Het erge is dat we in die eeuwen een gat in ons geheugen hebben laten vallen, minder per ongeluk dan expres, en dat we daardoor in het Westen niet meer weten wie we zijn of waarom we doen zoals we doen. En, en dat is het allerergste, dat we het er zo bij willen laten. Met ‘onze’ in die Middeleeuwen gevormde gevoelloosheid voor de natuur en de niet-christelijke medemens. Op zichzelf genomen kan er een eminente waarde uitgaan van de onthechtingsboodschap van het christendom. Het afwijzen van goden, tradities en verhalen kan zuiverend werken op de individuele godsbeleving (zie de Belijdenissen van Augustinus). Maar voor het gemeenschappelijk verkeer is het rampzalig.

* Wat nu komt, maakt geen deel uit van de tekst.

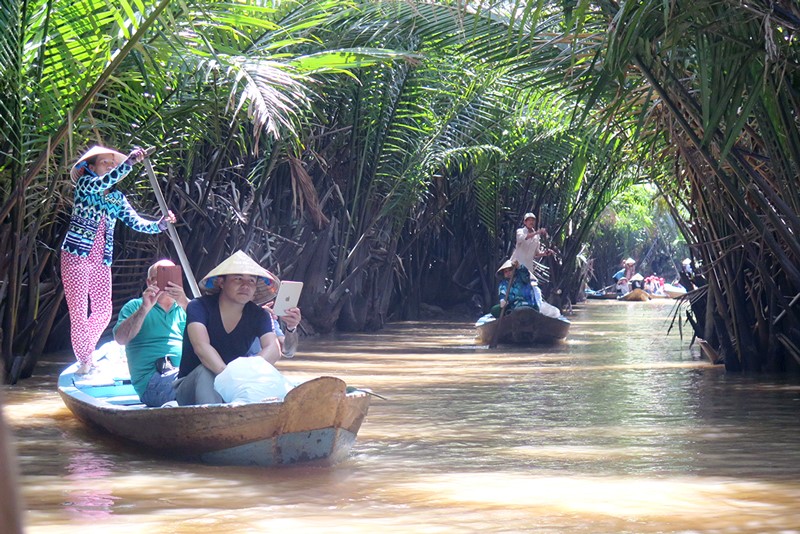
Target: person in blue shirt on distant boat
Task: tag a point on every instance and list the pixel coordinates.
(151, 330)
(514, 288)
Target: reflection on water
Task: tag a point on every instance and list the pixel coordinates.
(620, 429)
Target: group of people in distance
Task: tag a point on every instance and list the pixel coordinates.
(175, 347)
(518, 285)
(627, 279)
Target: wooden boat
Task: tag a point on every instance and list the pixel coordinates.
(600, 294)
(524, 326)
(635, 295)
(317, 422)
(674, 292)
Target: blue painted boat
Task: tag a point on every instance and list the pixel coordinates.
(316, 423)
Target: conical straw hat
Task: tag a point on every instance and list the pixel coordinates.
(241, 263)
(506, 265)
(77, 170)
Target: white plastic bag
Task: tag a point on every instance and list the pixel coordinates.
(251, 379)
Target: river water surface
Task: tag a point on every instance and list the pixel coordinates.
(620, 429)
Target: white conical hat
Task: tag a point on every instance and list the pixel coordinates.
(97, 150)
(241, 263)
(508, 264)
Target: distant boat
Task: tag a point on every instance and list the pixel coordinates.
(673, 291)
(317, 422)
(523, 326)
(600, 294)
(635, 295)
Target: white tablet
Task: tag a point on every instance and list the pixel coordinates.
(288, 296)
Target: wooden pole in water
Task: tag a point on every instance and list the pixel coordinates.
(173, 234)
(10, 514)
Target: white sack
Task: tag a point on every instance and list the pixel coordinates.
(251, 379)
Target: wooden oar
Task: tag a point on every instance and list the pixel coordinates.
(173, 234)
(496, 334)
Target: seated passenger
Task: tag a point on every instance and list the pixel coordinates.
(221, 326)
(151, 329)
(287, 335)
(622, 287)
(636, 282)
(519, 294)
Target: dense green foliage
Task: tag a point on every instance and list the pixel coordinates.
(384, 152)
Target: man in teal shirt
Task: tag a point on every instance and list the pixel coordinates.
(151, 329)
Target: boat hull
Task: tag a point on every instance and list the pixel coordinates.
(317, 422)
(524, 326)
(636, 295)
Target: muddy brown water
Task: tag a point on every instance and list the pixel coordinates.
(620, 429)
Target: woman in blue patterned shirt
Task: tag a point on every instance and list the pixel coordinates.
(520, 292)
(89, 244)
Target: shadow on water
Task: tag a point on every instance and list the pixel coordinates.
(619, 429)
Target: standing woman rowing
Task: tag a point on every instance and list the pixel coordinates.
(89, 245)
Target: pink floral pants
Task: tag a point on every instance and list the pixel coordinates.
(87, 281)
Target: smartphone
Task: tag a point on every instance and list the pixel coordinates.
(168, 273)
(288, 296)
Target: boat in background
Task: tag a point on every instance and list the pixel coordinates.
(673, 291)
(635, 295)
(600, 294)
(316, 423)
(522, 326)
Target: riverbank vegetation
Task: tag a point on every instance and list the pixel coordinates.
(384, 152)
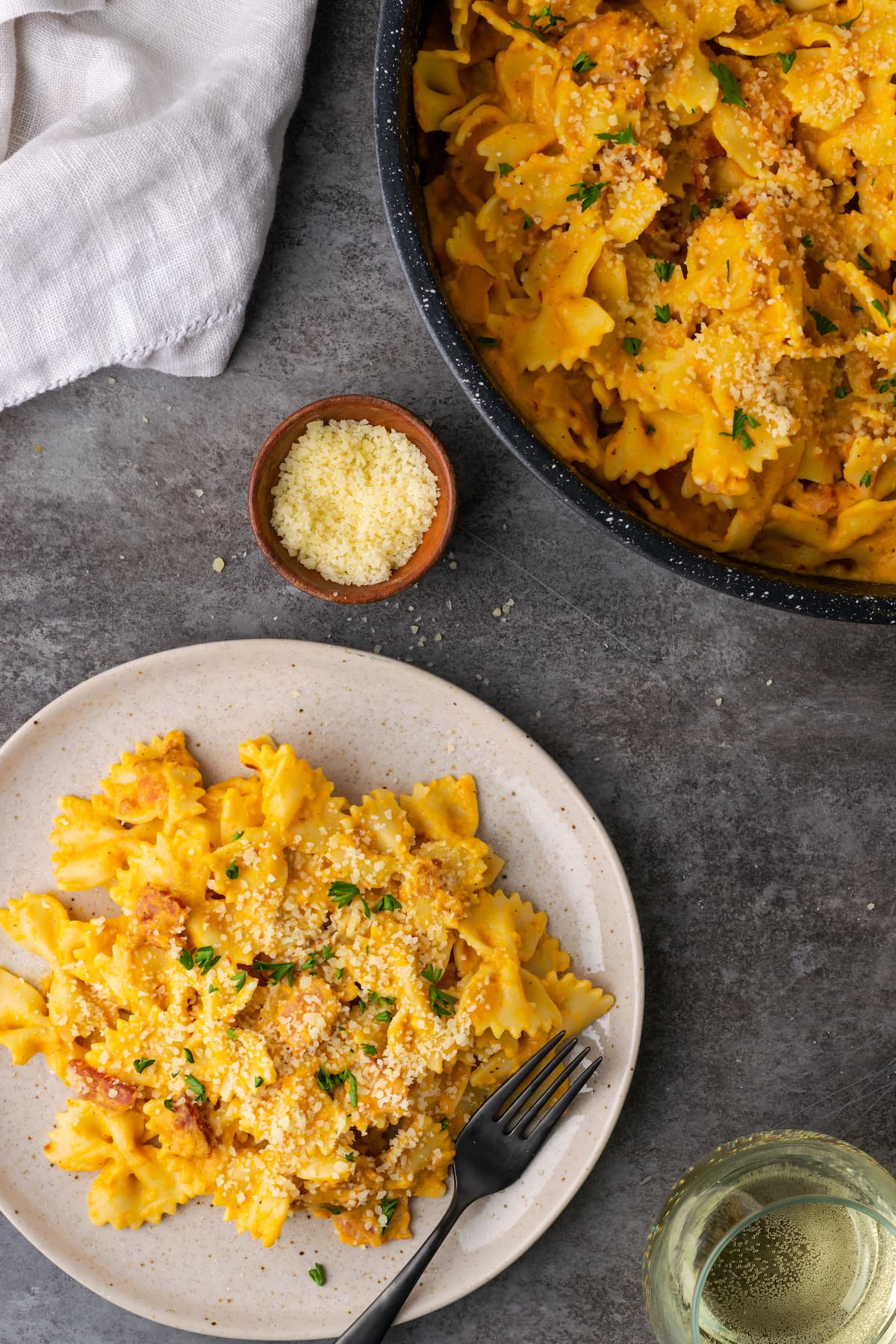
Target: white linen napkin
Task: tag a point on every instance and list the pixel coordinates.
(140, 146)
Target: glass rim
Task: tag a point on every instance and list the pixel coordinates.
(795, 1201)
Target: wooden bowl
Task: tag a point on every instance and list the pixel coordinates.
(267, 472)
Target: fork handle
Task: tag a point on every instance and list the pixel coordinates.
(373, 1324)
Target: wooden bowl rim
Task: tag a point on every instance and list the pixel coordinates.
(374, 409)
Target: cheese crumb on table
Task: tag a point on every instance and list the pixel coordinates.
(354, 500)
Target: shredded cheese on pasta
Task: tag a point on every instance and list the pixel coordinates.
(301, 1001)
(671, 228)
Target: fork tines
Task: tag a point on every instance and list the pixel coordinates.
(541, 1090)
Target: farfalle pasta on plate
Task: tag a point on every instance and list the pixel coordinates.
(300, 1003)
(671, 228)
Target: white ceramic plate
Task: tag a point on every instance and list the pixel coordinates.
(366, 721)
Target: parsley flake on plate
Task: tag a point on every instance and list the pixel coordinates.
(196, 1088)
(729, 84)
(824, 326)
(441, 1003)
(586, 193)
(739, 423)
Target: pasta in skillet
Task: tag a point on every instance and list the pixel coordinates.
(300, 1003)
(671, 228)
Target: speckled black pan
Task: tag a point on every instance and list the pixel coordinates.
(402, 25)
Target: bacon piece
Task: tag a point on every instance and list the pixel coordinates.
(183, 1130)
(105, 1090)
(160, 917)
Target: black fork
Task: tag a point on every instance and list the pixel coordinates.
(494, 1149)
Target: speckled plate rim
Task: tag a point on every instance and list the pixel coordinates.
(395, 128)
(556, 793)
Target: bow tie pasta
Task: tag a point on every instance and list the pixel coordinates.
(300, 1003)
(669, 228)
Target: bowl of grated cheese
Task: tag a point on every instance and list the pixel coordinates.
(352, 499)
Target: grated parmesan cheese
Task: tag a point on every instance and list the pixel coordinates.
(354, 500)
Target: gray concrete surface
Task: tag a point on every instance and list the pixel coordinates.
(758, 833)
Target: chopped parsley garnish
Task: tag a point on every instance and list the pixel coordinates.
(620, 137)
(196, 1088)
(205, 959)
(441, 1003)
(729, 84)
(532, 26)
(824, 326)
(329, 1082)
(343, 893)
(276, 971)
(739, 428)
(586, 193)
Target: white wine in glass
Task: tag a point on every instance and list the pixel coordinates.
(781, 1238)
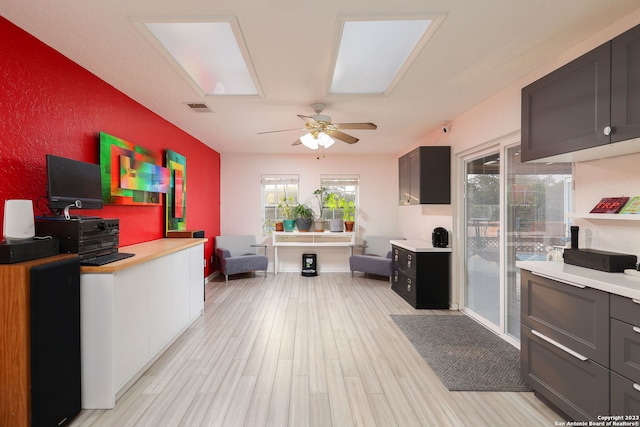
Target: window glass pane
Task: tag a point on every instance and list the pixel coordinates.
(344, 187)
(538, 196)
(276, 188)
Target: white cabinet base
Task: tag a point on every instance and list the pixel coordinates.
(132, 314)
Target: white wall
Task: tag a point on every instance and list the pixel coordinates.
(240, 196)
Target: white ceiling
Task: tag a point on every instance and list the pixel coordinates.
(481, 47)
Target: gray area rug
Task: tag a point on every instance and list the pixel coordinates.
(465, 355)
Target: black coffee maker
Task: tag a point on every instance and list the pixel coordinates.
(440, 237)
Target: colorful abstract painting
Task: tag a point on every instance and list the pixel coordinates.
(131, 175)
(176, 200)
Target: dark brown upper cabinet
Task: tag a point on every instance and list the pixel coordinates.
(578, 111)
(425, 176)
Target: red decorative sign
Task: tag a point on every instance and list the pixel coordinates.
(610, 205)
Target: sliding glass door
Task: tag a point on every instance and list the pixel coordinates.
(512, 211)
(482, 260)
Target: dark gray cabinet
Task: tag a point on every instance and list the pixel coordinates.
(590, 102)
(625, 355)
(421, 278)
(565, 345)
(425, 176)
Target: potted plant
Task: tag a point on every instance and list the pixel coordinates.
(321, 194)
(348, 213)
(286, 209)
(332, 202)
(304, 216)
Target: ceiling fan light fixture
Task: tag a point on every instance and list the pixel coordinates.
(313, 140)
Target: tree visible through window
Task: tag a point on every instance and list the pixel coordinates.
(276, 188)
(345, 187)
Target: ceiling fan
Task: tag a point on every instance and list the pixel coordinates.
(319, 127)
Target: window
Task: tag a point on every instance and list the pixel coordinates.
(275, 188)
(343, 186)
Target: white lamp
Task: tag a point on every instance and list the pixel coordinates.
(313, 140)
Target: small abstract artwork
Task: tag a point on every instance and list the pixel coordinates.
(131, 175)
(176, 200)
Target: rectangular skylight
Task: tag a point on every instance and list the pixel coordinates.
(211, 53)
(373, 55)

Bekijk je de geschiedenis ‘van onderop’, vanuit ‘het volk’, dan is ‘rampzalig’ het toepasselijke woord. Liet een koning zich eenmaal bekeren, vanuit machtsopportunisme dikwijls, dan namen bisschoppen de taak op zich, geëscorteerd door soldaten van de koning, om heidense heiligdommen en gebruiken te elimineren. Onder afzwering van eigen normen, verhalen en tradities werd zo het enige en ware geloof gebracht, met zijn sacramenten, gebeden, feesten, zedenleer en al. Het is precies dat meest pijnlijke afstraffen van culturele eigenheid wat ik mis in het relaas van Jones.

 

‘De donkere Middeleeuwen’

Je zou zo kunnen redeneren dat, aangenomen dat dat kersteningsproces maar een tijdelijk en eenmalig lijden heeft veroorzaakt, het nogal meevalt met dat door mij geagendeerde ‘gat’ in Jones’ betoog. Maar zo is het niet. Dat ‘eenmalig lijden’ ging gepaard met verschijnselen die het al minder ‘eenmalig’ maken. Verschijnselen die zich groeperen rond de uitdrukking ‘de duisternis der middeleeuwen’.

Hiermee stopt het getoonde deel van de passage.